The key is to get a realistic handle on the expenses you face, budget for them, and then keep spending in check, particularly early in your retirement.

Start by projecting how much you're likely to spend on fixed expenses or bills you can't control (like housing and health care) and on discretionary items (like travel and entertainment).

Whatever your initial estimate for health care is, you might need to double it: A recent survey by Fidelity found that people commonly believe a 65-year-old couple retiring today would pay about $80,000 out of pocket on health care - less than half the $200,000 that Fidelity says is likely.

Then see how your vision of retirement squares with your resources - your yearly income from Social Security, pensions and withdrawals from savings.

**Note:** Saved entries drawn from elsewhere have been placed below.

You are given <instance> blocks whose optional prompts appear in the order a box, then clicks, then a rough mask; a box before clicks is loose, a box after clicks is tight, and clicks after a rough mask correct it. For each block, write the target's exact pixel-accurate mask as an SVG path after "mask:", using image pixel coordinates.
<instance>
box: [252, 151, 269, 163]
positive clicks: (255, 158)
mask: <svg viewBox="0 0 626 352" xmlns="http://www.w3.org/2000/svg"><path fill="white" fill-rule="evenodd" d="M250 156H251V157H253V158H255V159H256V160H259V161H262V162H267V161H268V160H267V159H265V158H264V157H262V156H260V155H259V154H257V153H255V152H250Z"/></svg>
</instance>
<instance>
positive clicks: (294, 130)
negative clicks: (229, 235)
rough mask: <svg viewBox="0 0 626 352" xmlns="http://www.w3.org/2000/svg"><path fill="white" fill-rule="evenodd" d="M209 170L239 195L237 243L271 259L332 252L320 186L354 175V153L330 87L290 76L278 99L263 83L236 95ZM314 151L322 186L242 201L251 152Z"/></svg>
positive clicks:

This part is critically important: Count on limiting those withdrawals to no more than 4% of your portfolio's value in the first year of retirement, then increasing that amount with inflation each year.

Research has shown that this 4% rate comes close to assuring you won't run out of money before you run out of time. If you can't support your lifestyle on just 4% and you aren't willing or able to do part-time work to supplement your income, go back to the discretionary part of your budget and look for places to cut back.

How to start the conversation

For adult children, the goal is to help your parents create a sound spending plan without appearing intrusive. Maybe you start by showing them an article or a brochure from a financial services company about how to make your money last in retirement.

Or you talk to them about some aspect of your own retirement planning.

Both backdoor approaches can lead naturally to further questions and discussion that will help you determine if your parents can really afford their lifestyle. Make sure you ask about your parents' wishes regarding medical care.

Among the critical questions: If you get sick, is it important to you to receive care at home for as long as possible? How would you feel about moving to a retirement community that has on-site medical care? The answers will help guide a discussion about how to pay for it.

Besides simply dipping into savings to pay for care, there are two basic choices: Buy long-term-care insurance, which covers the cost of a nursing home, an assisted-living facility and, often, home care.

Or buy into a continuing-care retirement community (CCRC), which offers on-site health care and a range of housing choices, from independent living to assisted living to nursing-home care.

The idea is that you can move from one arrangement to another as your medical needs dictate. Neither is cheap. A long-term-care policy for a 60-year-old couple might cost from $1,500 to $4,000 a year, depending on how long a nursing-home stay is covered and whether the policy's payments rise with inflation.

With a CCRC, there's an entrance fee ranging from $100,000 to more than $500,000, and monthly fees, typically about $3,000 - although much of these costs might be covered by the sale of an existing home.

For Hildy, 76, and Van Gathany, 80, the choice was to move into Lake Forest Place, a CCRC in Lake Forest, Ill. with a fitness center, on-site medical facilities and restaurant-quality dining. Both of them had parents who happily lived in similar communities. Remembering the sense of relief they felt seeing that their parents were well cared for as they aged, Hildy and Van wanted the same for their own children.

"We thought it would be a big load off our kids' minds knowing that we'll always be taken care of here," says Hildy.